As an NBA player and a rising two-way wing at that, on a team like the Denver Nuggets that is trying to take a major leap and make an offseason splash, you have to be ready for anything thrown your way. Especially during the summer, when trade rumors spring like dandelions in an abandoned lawn.
On June 30, all three sides – the Cavs, Pacers, and Nuggets – thought they had a deal that would wire Love to Denver, Paul George to Cleveland and Harris, along with other pieces to Indiana, according to ESPN. Plans were then reportedly made for a conference call to take place between George and Cavs’ owner Dan Gilbert, essentially to finalize the deal. All sides thought the trade was a go before Pacers’ general manager Kevin Pritchard, via text message, said he was backing out of the agreed-upon terms.
“It’s mixed emotions. At the end of the day it’s out of my control,” Harris said of the rumors. “I really don’t stress about it too much because it’s either, I’m gonna stay or I’m gonna leave. So it’s pretty simple. I’m glad I’m still here and I’m looking forward to (next season).”
Harris could have played a larger and leading role on a rebuilding team like the Pacers, but with the Nuggets he’s still a crucial ingredient to Denver’s mixture of Nikola Jokic, Paul Millsap, and a slew of role players that have heightened expectations in Denver, especially among the veterans.

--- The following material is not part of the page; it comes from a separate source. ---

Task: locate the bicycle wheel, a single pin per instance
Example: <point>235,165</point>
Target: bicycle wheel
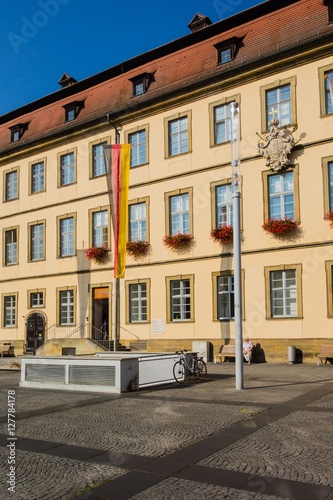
<point>200,370</point>
<point>179,372</point>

“It’s real for me, for sure,” Darrell Arthur said about next season’s expectations. “I’ve been talking to coach all summer, it’s real for him. I feel like if there’s a year to make some noise and get some stuff done it’s going to be this year.”

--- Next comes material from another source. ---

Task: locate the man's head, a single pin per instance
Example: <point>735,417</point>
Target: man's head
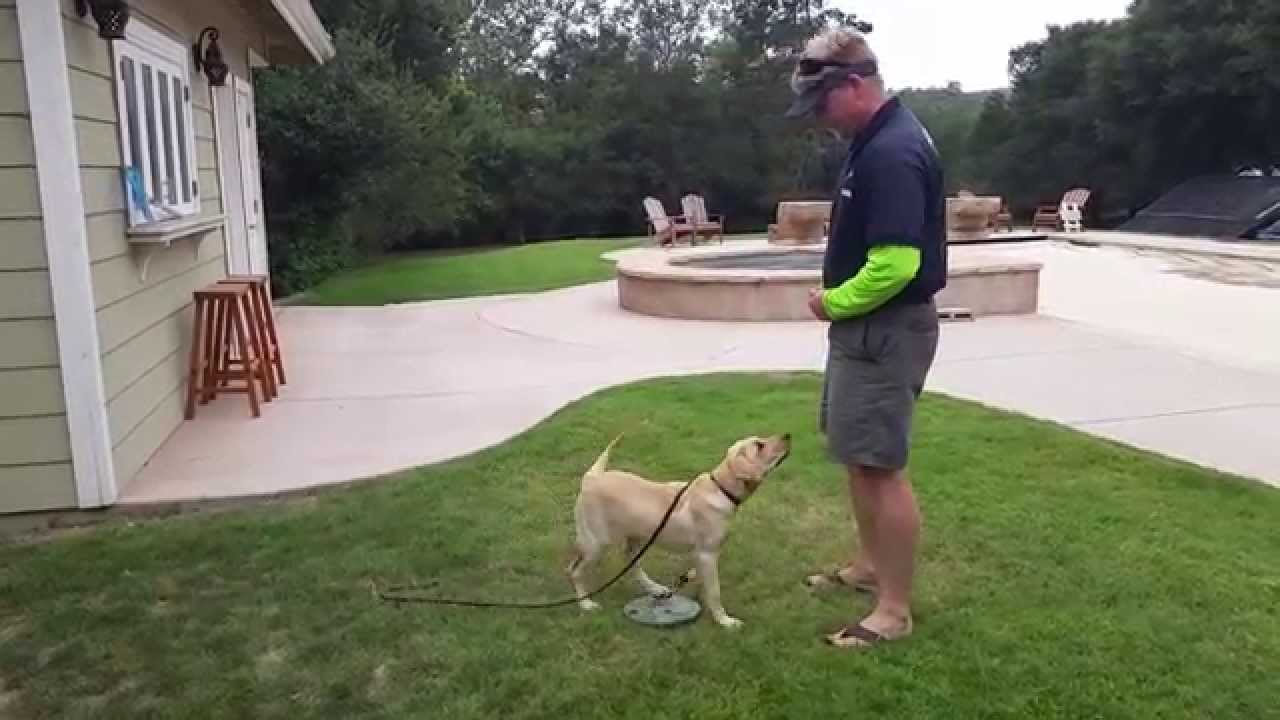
<point>837,81</point>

Harris will play a huge role in determining whether the Nuggets’ season is a success. He’s locked in at Denver’s starting shooting guard slot and expected to play at least 30 minutes per game. The Michigan State product is also a concrete example of what the Nuggets have morphed into over the past two seasons: A pass-happy, unselfish team that relies on a free-flowing offense, based on read-and-react actions centered around Jokic.

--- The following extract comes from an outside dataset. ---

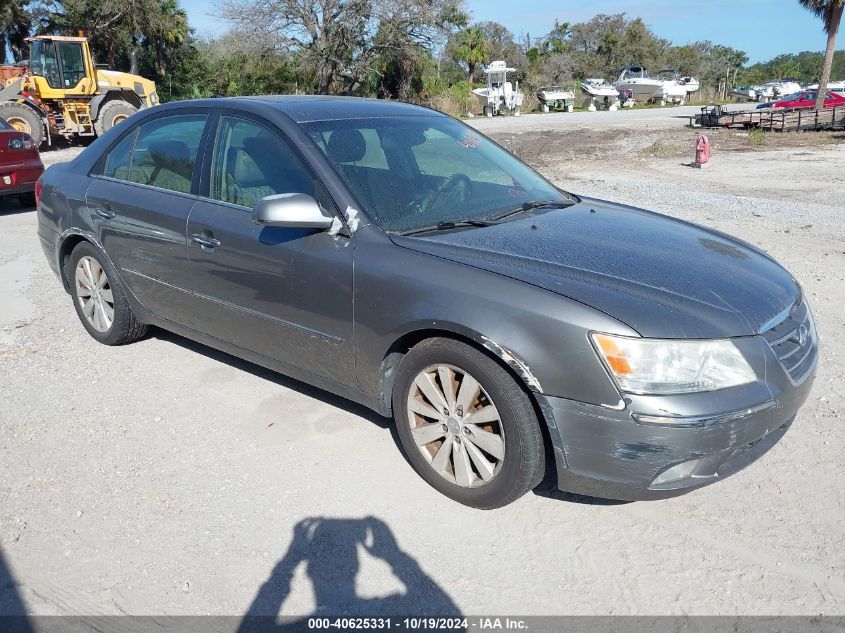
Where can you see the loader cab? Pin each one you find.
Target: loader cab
(63, 64)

Harris, who plays well off of Jokic, has transformed himself into one of the best off-ball cutters in the league and thrives in the role Denver needs as a secondary option next to Jokic, Wilson Chandler and soon, Jamal Murray.
But that’s also why Harris was so desirable as a trade asset. He’s young, with an assortment of plus attributes and considered durable even though injuries limited him to 57 games last year. He’s also coming off a junior season where he averaged 14.9 points on above 50 percent shooting from the field and a striking 42.0 percent from three.
Some of those offensive numbers could be inflated by Jokic’s presence but it’s undeniable the growth Harris displayed last year. He’s a stout defender despite Denver’s lackluster team metrics and has another leap left to make — one that could have been accelerated with more minutes and more responsibility on offense in a situation like Indiana.
What were Harris’ emotions like after hearing about that reported trade? Only he knows, but less than 24 hours after word of his involvement in the trade leaked, Harris was on a plane to Atlanta to help the Nuggets and their front office pitch free agent Paul Millsap.
“You can’t really take it personal. It’s part of it. At least my name was brought up. I guess that’s kind of a good thing,” Harris suggested alluding to the fact that other teams are recognizing his talent. “It is what it is. I don’t think too much into it.”
The Nuggets landed Millsap in short order and agreed to a three-year $90 million contract with the four-time All-Star.
Harris, through trade rumors, plane flights and free-agent pitches kept his cool and continued to treat this league like what it is: A business. On Tuesday, he sat on stage alongside Arthur and modeled the Nuggets’ new Nike jerseys.
In a couple months, the 22-year-old, who’s considered a veteran by Denver’s standards, will try to help lead the Nuggets to their first playoff appearance in five seasons.